OFFENSIVE AI - When Good Computers Go Bad!

OFFENSIVE AI - When Good Computers Go Bad!

I am always being asked for examples how Machine Learning can be used by the Bad Guys. I have always struggled to find real world examples.

A few months back, while I was searching on Google to discovery how to fix something of a more pressing nature, I spotted the headlines & a few preview lines of an article explaining why web-portals now ask me how many of 9 possible pictures contain Fire Hydrants to prove “I am not a robot”. Apparently, according to the couple of lines I read, AI has proved a threat to “Captcha”. I should have read more or at least checked the date. But at the time it seemed a great answer to this question.

What is CAPTCHA?

CAPTCHA are those annoying words written in bazaar fonts that help sites to reduce the impact of brute force attacks; these attacks could be used to defeat password changes, spam engines and any number of bot-based malfeasance. Even though it is incredible frustrating, some of the phrases could sometimes bring a smile to my lips: “Improve Wages”, “Badger Dispute”, “peacock tap”……..
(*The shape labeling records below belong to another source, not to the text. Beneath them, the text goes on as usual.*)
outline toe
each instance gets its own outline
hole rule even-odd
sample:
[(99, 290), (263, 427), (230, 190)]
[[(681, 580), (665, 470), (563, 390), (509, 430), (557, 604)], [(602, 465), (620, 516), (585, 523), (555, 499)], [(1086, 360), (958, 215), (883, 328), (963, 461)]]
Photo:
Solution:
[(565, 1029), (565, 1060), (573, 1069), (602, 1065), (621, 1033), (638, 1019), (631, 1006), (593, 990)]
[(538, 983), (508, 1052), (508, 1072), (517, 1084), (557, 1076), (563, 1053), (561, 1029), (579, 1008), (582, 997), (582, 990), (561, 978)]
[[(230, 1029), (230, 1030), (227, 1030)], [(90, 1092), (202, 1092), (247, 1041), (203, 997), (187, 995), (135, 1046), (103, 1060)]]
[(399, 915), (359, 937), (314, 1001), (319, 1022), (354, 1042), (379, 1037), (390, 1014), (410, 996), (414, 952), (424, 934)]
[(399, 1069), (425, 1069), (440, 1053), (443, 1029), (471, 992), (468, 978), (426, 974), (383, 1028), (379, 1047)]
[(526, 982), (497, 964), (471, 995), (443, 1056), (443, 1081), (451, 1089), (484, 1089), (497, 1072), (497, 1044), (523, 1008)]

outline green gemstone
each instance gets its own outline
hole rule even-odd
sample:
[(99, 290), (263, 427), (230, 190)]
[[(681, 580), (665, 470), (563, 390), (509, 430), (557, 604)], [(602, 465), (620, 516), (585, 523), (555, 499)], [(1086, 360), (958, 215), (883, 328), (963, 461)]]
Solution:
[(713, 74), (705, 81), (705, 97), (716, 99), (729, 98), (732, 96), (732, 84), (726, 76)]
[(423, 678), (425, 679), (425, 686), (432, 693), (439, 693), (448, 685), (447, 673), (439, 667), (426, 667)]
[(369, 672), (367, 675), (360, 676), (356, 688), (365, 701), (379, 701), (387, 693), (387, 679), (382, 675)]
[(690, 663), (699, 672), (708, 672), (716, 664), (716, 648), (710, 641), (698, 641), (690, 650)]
No alt text provided for this image

This mechanism has been used for what seems like decades and you have all seen it before. What I bet you didn’t know is that apparently CAPTCHA stands for “Completely Automated Public Turing test to tell Computers and Humans Apart” – a made up acronym that screams of being chosen before the supposed full name; and in point of fact the technique bears no similarity to the Turing Test. 

None-the-less, adding CAPTCHA to your web app as a security measure can bolster the sign in, sign up or password change processes etc, it has proved popular. It is mildly effective and not difficult to include.  

Badness

My first impression of the headline was this is one of the rare uses of a machine learning by bad actors in an offensive application. This was noteworthy. Surely AI being used to “recognise” the weird fonts and defeat this authentication mechanism could be exciting. I should have checked the date, the article was talking about defeating the newer version of CAPTCHA. This mundane and altogether less interesting improvement is based on behaviour (whatever that means, that passed me by) and is shown below.

No alt text provided for this image

Reading one line more only ( I could have missed more key points!), I discovered the text-based version had long been defeated. But all was not lost, that was defeated by AI. 

And my heart was set. My thoughts were: “I can design a machine learning proof of concept to do that easily on a back of a fag packet and then write the code” - this mobilised me, who cares if some professor has done it before or I am a little off track.

Clever ?

Well not really – I hate to burst anybody’s bubble, but it isn’t as difficult as creating HAL, the naughty computer in “2001 – space odyssey”. If you look below at these few samples, the task becomes clear.

No alt text provided for this image


Observation shows us that there are a finite set of distinct characters/alphabets being utilised with the aim to defeat workaday “screen-scraping and replay attack” techniques that would otherwise work on more uniform html with an Arial font. Here something "thinking" is needed to interpret the image of the character and then type it in as machine-readable characters – the intended human can do that easily, but so can a Neural Network.

Observation shows that these fonts repeat themselves. It also is clear that each word draws each character from a single font style and there are a limited number of character sets. Take a look at the words where there is are repeated letters, the repeated characters are identical .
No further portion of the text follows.